Basically the best way to picture it is this. Close your eyes and imagine The Rolling Stones making love to a bottle a of Kristal and the offspring that would be produced is a combination of wonderfullness and sweet, sugary yummers all mashed together with crack-cocaine and a Hydrox (not Oreo) McFlurry*…yeah…it’s that f’n good.
Now, don’t get me wrong. You can’t just drink any Mello Yello and have it declared “Orgasmic.” In fact, there is only one place on planet Earth that you can go to find Orgasmic Mello Yello and that is the Pizza Ranch in Spencer, Iowa.
Every year approximately 65 million** people make the trek to the Pizza Ranch in Spencer to sample the sweet, sweet ambrosia that is Orgasmic Mello Yello. Many rumors persist surrounding the source of this once-in-a-lifetime beveraging experience here are some of the most common…
-The soda fountain at Pizza Ranch was once owned by Zeus, before he switched to a low-sugar diet and sold it on ebay where it was then purchased by store manager Gene O’Dell for $245…$100 cheaper than retail.
-Every night Mello Yello gnomes emerge from the basement of Pizza Ranch and create the magical beverage by getting blitzed on Jagermeister and urinating into the machine.
-The Mello Yello distributed from the Spencer Pizza Ranch is all from the first batch of Mello Yello created in a lab 500 feet below the Arizona dessert in 1964. It was meant to be a mind-controlling drug to use against the Russians, but somewhere along it’s route to Russia it wound up in the hands of the afformentioned Gene O’Dell and the rest…is history.
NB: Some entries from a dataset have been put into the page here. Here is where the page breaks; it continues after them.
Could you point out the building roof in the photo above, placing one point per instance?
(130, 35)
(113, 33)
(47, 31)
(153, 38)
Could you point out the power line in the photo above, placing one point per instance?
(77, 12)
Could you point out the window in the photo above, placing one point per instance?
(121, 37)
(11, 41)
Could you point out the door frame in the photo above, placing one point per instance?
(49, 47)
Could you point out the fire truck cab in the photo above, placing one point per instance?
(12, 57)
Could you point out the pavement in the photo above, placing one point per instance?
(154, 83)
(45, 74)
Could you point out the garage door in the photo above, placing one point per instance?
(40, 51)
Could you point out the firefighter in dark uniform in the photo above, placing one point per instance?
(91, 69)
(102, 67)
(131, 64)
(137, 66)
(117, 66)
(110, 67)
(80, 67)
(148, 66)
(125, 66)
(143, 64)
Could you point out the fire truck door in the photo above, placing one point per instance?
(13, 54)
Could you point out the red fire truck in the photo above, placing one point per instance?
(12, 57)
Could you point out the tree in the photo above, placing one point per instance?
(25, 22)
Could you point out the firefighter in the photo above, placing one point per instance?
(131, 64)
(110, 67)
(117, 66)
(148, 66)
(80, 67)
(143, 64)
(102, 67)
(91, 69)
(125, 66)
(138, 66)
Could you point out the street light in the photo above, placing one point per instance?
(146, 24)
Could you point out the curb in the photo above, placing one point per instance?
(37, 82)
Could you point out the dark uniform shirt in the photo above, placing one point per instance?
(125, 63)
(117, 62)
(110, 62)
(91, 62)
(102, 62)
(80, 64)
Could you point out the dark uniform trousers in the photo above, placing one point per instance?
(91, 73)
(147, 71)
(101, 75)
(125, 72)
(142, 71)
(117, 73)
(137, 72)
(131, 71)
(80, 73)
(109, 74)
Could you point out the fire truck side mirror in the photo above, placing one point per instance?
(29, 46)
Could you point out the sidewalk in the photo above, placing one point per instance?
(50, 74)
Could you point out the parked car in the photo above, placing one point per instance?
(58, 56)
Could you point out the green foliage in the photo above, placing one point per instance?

Although all of these rumors are completely unsubstantiated, one thing is a proven fact. If you drink the Mello Yello at the Spencer Pizza Ranch you will gain a super power, but only for as long as the beverage is still in your system.***
There is one unfortunate circumstance that goes along with enjoying this nectar of the Gods…that being the after effects. Now to this day no one is really sure whether it is the food or the Mello Yello that causes the incredible digestive pyrotechnics. But…long story, short…you poop. You poop a lot.
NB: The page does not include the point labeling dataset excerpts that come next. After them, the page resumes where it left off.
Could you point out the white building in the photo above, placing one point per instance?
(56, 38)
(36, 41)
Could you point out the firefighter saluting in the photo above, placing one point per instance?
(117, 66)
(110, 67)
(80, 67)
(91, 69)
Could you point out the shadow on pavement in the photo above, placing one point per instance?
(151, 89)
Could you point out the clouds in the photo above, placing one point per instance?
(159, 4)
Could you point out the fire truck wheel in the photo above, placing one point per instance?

Many a time after I was done dominating my friends in various sports at the YMCA in Spencer we’d head to Pizza Ranch and think we were about to get a great deal. Buffett for $4.95 and Orgasmic Mello Yello. Unfortunately, each one of these trips ended with the same mad scramble for the one unisex restroom the Pizza Ranch has. Often times it would result in a violent scrum where one of us would use our powers to summon drags to beseech the others or another would attack his foe with a lightning bolt from his eyes.****
However, much like in the Highlander, there can be only one…who makes it to the restroom. The rest usually choose not to follow for obvious reasons. It makes for a long, uncomfortable, often rather odiforous car ride home. At the end of the night there are no goodbyes, just young men rushing to their houses and trying to make it to the restroom before tragedy strikes.
But back to the moral of the story…Mello Yello.
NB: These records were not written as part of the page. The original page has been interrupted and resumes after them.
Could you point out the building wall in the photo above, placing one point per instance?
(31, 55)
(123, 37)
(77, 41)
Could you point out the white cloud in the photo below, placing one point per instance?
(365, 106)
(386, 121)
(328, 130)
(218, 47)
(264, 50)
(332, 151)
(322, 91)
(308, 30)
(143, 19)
Mello Yello, on its own, is probably in the top 28 beverages of all-time, however, ORGASMIC MELLO YELLO is easily in the top 2, the only thing standing between it and the top is a Chocolate Malt from Dairy Dandy…but that my friends is a tale for another time and place.
* Yep, this is true.
** Also true…seriously, look it up…I dare you!
*** Okay…this one’s bullshit.
**** Honestly, I think this was in a Harry Potter movie or something.